Automation Strategy for Idea 3: Bio-manufacturing of Bryostatin-1 Precursors

This strategy aims to automate the metabolic engineering and screening of Bryostatin-1 precursors in a laboratory-friendly microbial host. Since the biosynthetic gene cluster (BGC) is large and complex, automation is essential to find the optimal expression balance.

  • Design & Build (Ginkgo Nebula):
    • I will utilize the Echo Acoustic Liquid Handler to assemble combinatorial libraries of BGC components, including promoters, RBS, and biosynthetic modules.
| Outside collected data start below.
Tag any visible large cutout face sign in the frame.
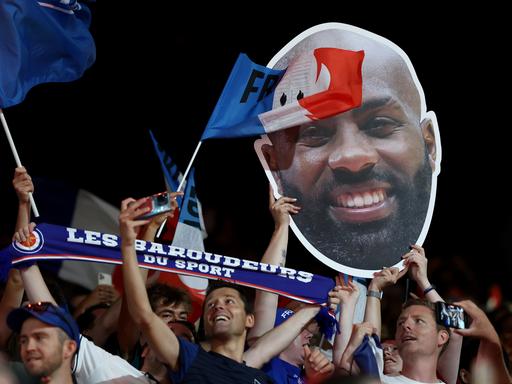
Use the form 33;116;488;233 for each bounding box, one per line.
255;23;441;278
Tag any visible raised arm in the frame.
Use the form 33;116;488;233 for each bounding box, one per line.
12;166;33;231
403;245;443;302
364;267;403;339
404;245;462;384
330;280;360;366
454;300;511;384
0;269;24;347
338;322;377;376
244;305;320;369
14;224;56;304
117;208;175;358
11;169;56;304
247;186;300;344
119;197;180;371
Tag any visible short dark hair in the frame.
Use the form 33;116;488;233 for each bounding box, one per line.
204;282;254;314
401;298;450;353
147;283;191;312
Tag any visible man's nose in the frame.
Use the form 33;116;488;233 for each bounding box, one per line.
401;318;413;331
328;125;378;173
25;338;36;351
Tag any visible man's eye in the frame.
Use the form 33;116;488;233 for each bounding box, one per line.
362;117;401;137
298;125;333;146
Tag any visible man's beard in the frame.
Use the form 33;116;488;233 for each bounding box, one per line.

    • The Bravo Automated Liquid Handling Platform will be used for rapid transformation and plating of the engineered chassis.
  • Test & Optimize (Local Opentrons):
    • I will use the Opentrons OT-2 to automate the metabolic screening of small-molecule precursors.
  • Process Flow:
    • Opentrons P300 will handle the precise serial dilution of feeding precursors (e.g., acetate/propionate units) into the culture media.
    • The Heater-Shaker Module will be programmed for automated induction and micro-fermentation at optimal temperatures.
    • Post-fermentation, the Opentrons will perform an automated extraction protocol (solvent addition and supernatant collection) for downstream analysis via an integrated HPLC or plate reader.